D.C.-based PRP Real Estate Investment Management today closed on the acquisition of 1111 Pennsylvania Ave. NW for $338M, PRP President Paul Dougherty tells Bisnow. Eastdil Secured's Nicholas Pappas represented the seller, Invesco.
The anchor tenant of the 337K SF building, law firm Morgan, Lewis & Bockius, renewed its full-building lease for 15 years last year, Dougherty said. The buyer secured $132M in financing from Santander Bank and Citizens Bank and has an equity partner, which Dougherty declined to name.
The 14-story building has amenities including a rooftop terrace and fitness center, and its ground-floor space includes West Wing Café and a Bright Horizons day care center. It underwent a full-scale redevelopment in 2002 and an interior renovation in 2007 when the law firm last renewed its lease. The acquisition fits in with PRP's investment strategy of buying office buildings that have long-term leases with quality tenants that it can hold for years.
"Morgan, Lewis & Bockius was a perfect example of something that's net lease, with an incredibly strong and profitable firm," Dougherty said. "It checked every box in terms of location, quality of building, tenancy, the whole thing."

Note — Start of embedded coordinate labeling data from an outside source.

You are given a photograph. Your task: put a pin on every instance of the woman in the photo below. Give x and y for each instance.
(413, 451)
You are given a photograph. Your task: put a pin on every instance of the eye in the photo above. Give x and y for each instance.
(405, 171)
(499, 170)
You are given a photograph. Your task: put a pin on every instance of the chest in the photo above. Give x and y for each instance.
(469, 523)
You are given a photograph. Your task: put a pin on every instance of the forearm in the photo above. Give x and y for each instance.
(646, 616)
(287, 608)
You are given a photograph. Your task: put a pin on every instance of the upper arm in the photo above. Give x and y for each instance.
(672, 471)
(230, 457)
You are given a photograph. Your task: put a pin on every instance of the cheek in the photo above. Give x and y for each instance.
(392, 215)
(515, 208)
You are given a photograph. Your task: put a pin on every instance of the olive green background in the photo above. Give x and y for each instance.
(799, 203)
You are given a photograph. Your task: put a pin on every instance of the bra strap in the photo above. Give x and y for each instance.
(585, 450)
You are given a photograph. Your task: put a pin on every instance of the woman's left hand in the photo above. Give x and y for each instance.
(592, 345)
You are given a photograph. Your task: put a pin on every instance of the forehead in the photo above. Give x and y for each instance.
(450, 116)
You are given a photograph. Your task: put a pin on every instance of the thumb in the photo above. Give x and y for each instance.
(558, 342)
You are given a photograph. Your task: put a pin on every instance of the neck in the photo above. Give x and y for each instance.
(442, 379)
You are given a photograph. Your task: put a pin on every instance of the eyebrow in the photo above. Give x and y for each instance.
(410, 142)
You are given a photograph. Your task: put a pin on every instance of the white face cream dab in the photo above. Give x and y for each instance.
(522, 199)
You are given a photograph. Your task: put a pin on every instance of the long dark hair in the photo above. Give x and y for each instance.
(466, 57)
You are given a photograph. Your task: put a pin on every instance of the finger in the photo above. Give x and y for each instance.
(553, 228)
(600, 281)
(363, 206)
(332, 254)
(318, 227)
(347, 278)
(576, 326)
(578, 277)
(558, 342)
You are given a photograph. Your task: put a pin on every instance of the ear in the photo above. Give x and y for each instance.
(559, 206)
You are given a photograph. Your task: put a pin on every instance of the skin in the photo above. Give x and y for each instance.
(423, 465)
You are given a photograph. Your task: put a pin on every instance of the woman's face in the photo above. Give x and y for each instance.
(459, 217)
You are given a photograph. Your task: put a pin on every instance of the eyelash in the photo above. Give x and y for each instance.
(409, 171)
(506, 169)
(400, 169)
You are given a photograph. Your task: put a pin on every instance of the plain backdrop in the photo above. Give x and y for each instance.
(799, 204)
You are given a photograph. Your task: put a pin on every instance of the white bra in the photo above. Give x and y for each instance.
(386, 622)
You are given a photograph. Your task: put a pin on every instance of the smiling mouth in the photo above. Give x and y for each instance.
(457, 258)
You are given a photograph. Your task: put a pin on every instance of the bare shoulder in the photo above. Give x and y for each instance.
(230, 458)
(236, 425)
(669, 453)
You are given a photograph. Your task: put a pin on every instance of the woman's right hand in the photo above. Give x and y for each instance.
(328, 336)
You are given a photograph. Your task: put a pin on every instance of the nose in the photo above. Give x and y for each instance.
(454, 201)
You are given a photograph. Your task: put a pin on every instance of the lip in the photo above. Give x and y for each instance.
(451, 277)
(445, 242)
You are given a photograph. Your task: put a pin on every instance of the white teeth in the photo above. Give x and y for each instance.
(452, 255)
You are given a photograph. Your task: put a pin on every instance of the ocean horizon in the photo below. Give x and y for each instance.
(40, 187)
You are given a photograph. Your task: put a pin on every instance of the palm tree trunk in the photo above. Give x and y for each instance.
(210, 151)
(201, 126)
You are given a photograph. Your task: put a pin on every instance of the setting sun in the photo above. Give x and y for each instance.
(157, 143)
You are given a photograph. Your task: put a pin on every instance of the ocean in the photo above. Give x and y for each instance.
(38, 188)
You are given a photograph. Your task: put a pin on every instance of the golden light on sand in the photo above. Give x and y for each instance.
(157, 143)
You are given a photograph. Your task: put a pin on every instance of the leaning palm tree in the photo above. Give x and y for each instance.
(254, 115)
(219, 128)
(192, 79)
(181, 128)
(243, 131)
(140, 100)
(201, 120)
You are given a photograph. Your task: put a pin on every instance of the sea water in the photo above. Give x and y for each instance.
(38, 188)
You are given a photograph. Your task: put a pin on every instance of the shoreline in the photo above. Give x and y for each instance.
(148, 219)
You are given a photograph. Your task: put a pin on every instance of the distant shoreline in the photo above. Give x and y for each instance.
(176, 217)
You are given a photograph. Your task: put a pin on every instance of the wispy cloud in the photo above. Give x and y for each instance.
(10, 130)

The building sits across the street from the Trump International Hotel and two blocks west of the J. Edgar Hoover Building. That block had been planned to be tapped for a mixed-use development once the FBI found a new home, but now could remain the FBI's headquarters following a General Services Administration reversal in which President Donald Trump appears to have been directly involved. Dougherty said he would prefer the FBI leave the site.
"What should go there is something more mixed-use in nature, something with a cultural component to it and arts and retail, something to liven up Pennsylvania Avenue," Dougherty said.
The deal appears to be the second-largest D.C. property sale of 2018 after Georgetown's Washington Harbor, which traded for $415M in July. The Pennsylvania Avenue sale, at roughly $1K/SF, is not the priciest per-square-foot sale of the year, but it is near the upper end of the market's pricing range.
It represents the third D.C.-area office acquisition this year for PRP, which continues to be an active buyer. In July, it acquired Arlington's three-building Sequoia Plaza office complex for $152M. In February, it paid $40M for two foreclosed Alexandria office buildings.
"We're looking around the country for net-lease assets," Dougherty said. "We're looking primarily for investment-rated tenants ... it's got to be a good story about the stickiness of the tenant, because we don't want to buy a building and find out they're going to vacate."